From 1bfa5a1bbd91fd518ca725d760e7568b5b6faae6 Mon Sep 17 00:00:00 2001
From: George Katsikas <giorgakis.katsikas@gmail.com>
Date: Thu, 30 Nov 2023 18:51:32 +0100
Subject: [PATCH] add crossref metadata XML validation through XSD

---
 requirements.txt                              |  1 +
 scipost_django/SciPost_v1/settings/base.py    |  1 +
 scipost_django/journals/forms.py              | 59 ++++++++++++++++++-
 .../journals/create_metadata_xml.html         | 34 ++++++++---
 scipost_django/journals/views.py              |  8 +++
 5 files changed, 95 insertions(+), 8 deletions(-)

diff --git a/requirements.txt b/requirements.txt
index 351d26ebd..c970f6309 100644
--- a/requirements.txt
+++ b/requirements.txt
@@ -62,6 +62,7 @@ ithenticate-api-python==0.8
 python-dateutil==2.8.2		# 2023-02-05
 Pillow==9.4.0			# 2023-02-05
 html2text
+lxml==4.9.3             # 2023-11-29 
 
 
 Markdown==3.1.1
diff --git a/scipost_django/SciPost_v1/settings/base.py b/scipost_django/SciPost_v1/settings/base.py
index ec347f304..52855255f 100644
--- a/scipost_django/SciPost_v1/settings/base.py
+++ b/scipost_django/SciPost_v1/settings/base.py
@@ -435,6 +435,7 @@ CROSSREF_LOGIN_ID = ""
 CROSSREF_LOGIN_PASSWORD = ""
 CROSSREF_DEBUG = True
 CROSSREF_DEPOSIT_EMAIL = "techsupport@scipost.org"
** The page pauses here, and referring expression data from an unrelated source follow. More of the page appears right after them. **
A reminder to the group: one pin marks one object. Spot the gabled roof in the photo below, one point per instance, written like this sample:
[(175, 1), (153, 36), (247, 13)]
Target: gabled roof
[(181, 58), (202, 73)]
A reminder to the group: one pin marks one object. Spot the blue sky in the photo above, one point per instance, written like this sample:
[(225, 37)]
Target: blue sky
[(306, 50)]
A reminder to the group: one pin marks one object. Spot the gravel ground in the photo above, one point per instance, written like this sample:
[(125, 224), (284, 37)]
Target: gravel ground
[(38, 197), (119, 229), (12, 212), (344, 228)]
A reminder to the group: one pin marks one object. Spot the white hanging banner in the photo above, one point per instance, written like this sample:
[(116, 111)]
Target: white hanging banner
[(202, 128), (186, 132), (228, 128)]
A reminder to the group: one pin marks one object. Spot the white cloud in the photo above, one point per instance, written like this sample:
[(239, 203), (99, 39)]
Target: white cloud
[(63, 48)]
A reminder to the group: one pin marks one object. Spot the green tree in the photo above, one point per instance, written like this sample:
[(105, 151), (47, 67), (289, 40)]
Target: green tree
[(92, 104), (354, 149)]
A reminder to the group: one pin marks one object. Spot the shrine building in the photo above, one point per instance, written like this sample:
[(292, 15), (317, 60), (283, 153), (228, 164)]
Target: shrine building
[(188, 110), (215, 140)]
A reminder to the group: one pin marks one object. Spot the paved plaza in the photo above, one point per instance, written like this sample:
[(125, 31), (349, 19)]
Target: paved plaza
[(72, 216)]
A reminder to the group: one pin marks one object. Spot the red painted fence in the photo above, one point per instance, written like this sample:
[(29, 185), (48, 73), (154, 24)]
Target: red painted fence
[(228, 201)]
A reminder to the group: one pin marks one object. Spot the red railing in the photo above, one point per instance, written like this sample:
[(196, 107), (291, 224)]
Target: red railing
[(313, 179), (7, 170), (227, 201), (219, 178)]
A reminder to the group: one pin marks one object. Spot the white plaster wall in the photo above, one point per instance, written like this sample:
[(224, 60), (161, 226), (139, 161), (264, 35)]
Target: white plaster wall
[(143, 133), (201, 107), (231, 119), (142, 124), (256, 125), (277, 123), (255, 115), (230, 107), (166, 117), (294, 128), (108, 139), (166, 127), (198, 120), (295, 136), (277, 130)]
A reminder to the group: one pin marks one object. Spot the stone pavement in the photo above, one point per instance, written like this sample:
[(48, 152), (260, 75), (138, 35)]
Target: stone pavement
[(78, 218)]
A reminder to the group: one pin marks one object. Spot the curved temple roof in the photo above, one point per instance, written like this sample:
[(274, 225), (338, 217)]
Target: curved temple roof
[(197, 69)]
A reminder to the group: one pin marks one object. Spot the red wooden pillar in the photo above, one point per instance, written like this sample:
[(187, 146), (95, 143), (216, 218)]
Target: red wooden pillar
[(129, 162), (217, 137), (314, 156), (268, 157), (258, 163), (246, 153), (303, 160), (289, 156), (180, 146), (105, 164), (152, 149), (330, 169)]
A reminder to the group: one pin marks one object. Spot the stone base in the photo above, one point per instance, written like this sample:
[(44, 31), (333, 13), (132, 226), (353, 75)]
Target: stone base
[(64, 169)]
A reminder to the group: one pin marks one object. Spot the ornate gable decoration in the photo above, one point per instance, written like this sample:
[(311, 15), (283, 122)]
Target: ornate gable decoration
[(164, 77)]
+CROSSREF_SCHEMA_FILE = "crossref/schemas/crossref5.3.1.xsd"
 DOAJ_API_KEY = ""
 
 # Google reCaptcha with Google's global test keys
diff --git a/scipost_django/journals/forms.py b/scipost_django/journals/forms.py
index d0f1f70d8..e30c4e9f2 100644
--- a/scipost_django/journals/forms.py
+++ b/scipost_django/journals/forms.py
@@ -17,6 +17,9 @@ from django.forms import BaseModelFormSet, modelformset_factory
 from django.template import loader
 from django.utils import timezone
 
+import lxml.etree as ET
+from html.entities import entitydefs
+
 from crispy_forms.helper import FormHelper
 from crispy_forms.layout import Layout, Div, Field, ButtonHolder, Submit
 from crispy_bootstrap5.bootstrap5 import FloatingField
@@ -240,14 +243,39 @@ class AuthorsTableOrganizationSelectForm(forms.ModelForm):
 
 
 class CreateMetadataXMLForm(forms.ModelForm):
+    # schema = ET.XMLSchema(file=static(settings.CROSSREF_SCHEMA_FILE))
+    schema = ET.XMLSchema(file=settings.STATIC_ROOT + settings.CROSSREF_SCHEMA_FILE)
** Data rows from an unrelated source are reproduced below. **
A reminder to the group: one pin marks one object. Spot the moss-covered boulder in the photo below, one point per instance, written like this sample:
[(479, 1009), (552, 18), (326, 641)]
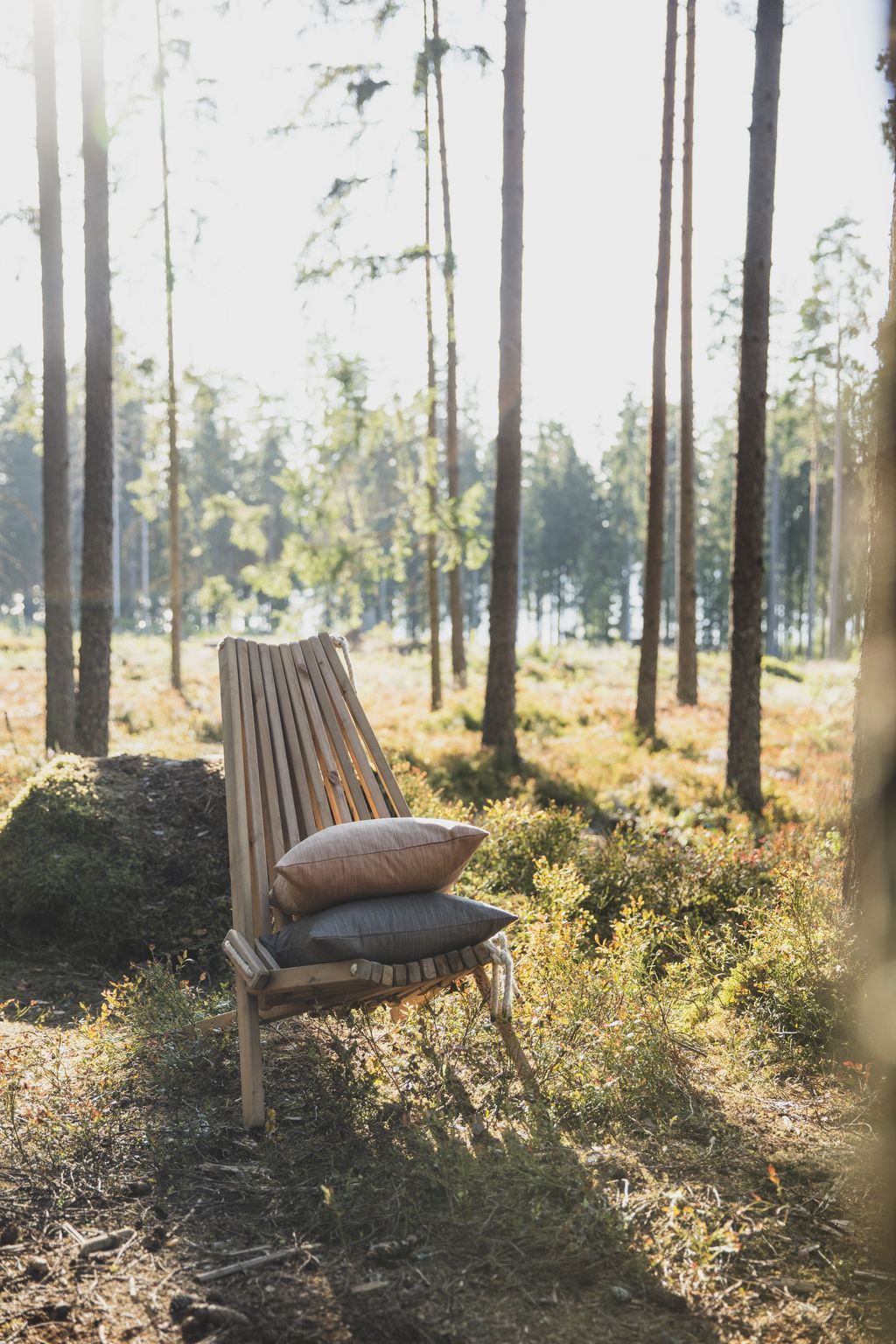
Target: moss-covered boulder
[(112, 857)]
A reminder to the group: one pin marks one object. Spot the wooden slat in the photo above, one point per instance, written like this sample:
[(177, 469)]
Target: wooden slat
[(256, 827), (375, 800), (333, 785), (360, 807), (289, 817), (245, 960), (383, 767), (241, 879), (296, 764), (265, 956), (308, 760), (289, 978), (274, 847)]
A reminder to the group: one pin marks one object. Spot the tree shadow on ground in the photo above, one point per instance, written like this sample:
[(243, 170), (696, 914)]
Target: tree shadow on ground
[(424, 1216)]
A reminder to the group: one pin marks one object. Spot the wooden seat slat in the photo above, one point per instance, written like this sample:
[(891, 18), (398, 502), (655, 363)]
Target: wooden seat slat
[(383, 767), (346, 724), (332, 779), (358, 799)]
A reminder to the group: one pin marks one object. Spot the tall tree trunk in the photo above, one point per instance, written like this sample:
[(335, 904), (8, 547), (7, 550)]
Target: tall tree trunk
[(774, 556), (647, 706), (835, 606), (173, 454), (92, 715), (57, 529), (687, 584), (431, 443), (871, 870), (499, 719), (750, 486), (452, 460), (813, 522)]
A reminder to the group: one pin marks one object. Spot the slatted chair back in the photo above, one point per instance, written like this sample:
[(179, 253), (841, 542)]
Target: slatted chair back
[(300, 754)]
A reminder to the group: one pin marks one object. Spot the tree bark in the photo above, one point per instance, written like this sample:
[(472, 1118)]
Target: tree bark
[(774, 556), (173, 454), (452, 458), (871, 869), (57, 527), (835, 614), (92, 717), (647, 704), (687, 582), (431, 443), (499, 719), (813, 523), (750, 486)]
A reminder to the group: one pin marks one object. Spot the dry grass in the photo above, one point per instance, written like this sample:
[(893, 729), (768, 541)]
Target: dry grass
[(690, 1176)]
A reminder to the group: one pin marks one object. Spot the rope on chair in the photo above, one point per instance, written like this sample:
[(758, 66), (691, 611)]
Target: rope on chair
[(501, 965), (341, 642)]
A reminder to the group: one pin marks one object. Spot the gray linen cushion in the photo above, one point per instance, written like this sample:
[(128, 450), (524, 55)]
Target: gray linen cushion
[(389, 929), (386, 857)]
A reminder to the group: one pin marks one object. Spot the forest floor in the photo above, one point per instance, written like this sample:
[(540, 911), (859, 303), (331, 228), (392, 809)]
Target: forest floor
[(702, 1166)]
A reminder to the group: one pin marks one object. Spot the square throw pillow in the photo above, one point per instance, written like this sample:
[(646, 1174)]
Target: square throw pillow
[(389, 929), (383, 858)]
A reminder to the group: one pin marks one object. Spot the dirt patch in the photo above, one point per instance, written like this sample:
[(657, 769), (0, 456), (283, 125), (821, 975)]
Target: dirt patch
[(112, 857)]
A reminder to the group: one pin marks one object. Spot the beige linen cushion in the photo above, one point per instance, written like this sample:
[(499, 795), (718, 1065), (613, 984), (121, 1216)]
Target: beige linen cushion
[(387, 857)]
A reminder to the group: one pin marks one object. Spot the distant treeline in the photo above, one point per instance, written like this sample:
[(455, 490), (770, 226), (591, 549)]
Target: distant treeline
[(278, 519)]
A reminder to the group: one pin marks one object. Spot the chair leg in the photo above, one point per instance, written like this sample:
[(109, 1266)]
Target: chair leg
[(250, 1057), (522, 1065)]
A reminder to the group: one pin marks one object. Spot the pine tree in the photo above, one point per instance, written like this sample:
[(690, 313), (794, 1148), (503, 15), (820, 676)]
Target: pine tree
[(431, 444), (647, 706), (57, 528), (687, 581), (452, 458), (173, 454), (499, 719), (743, 770), (92, 715)]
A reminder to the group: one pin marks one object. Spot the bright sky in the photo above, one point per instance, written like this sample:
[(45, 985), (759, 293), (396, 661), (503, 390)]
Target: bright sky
[(594, 88)]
+    parser = ET.XMLParser(schema=schema)
+
     class Meta:
         model = Publication
         fields = ["metadata_xml"]
 
     def __init__(self, *args, **kwargs):
-        kwargs["initial"] = {"metadata_xml": self.new_xml(kwargs.get("instance"))}
+        xml = self.new_xml(kwargs.get("instance"))
+        self.xml_str = self.format_xml(self.decode_html_entities(xml))
+        kwargs["initial"] = {"metadata_xml": self.xml_str}
+
         super().__init__(*args, **kwargs)
 
+    @staticmethod
+    def decode_html_entities(xml: str):
+        # Replace any encoded HTML entities with their decoded counterparts
+        for entity, symbol in entitydefs.items():
+            if entity in ["lt", "gt", "amp", "quot", "apos"]:
+                continue
+
+            xml = xml.replace(f"&{entity};", symbol)
+
+        return xml
+
+    def clean_metadata_xml(self):
+        # Flatten the XML before saving
+        xml = self.cleaned_data["metadata_xml"]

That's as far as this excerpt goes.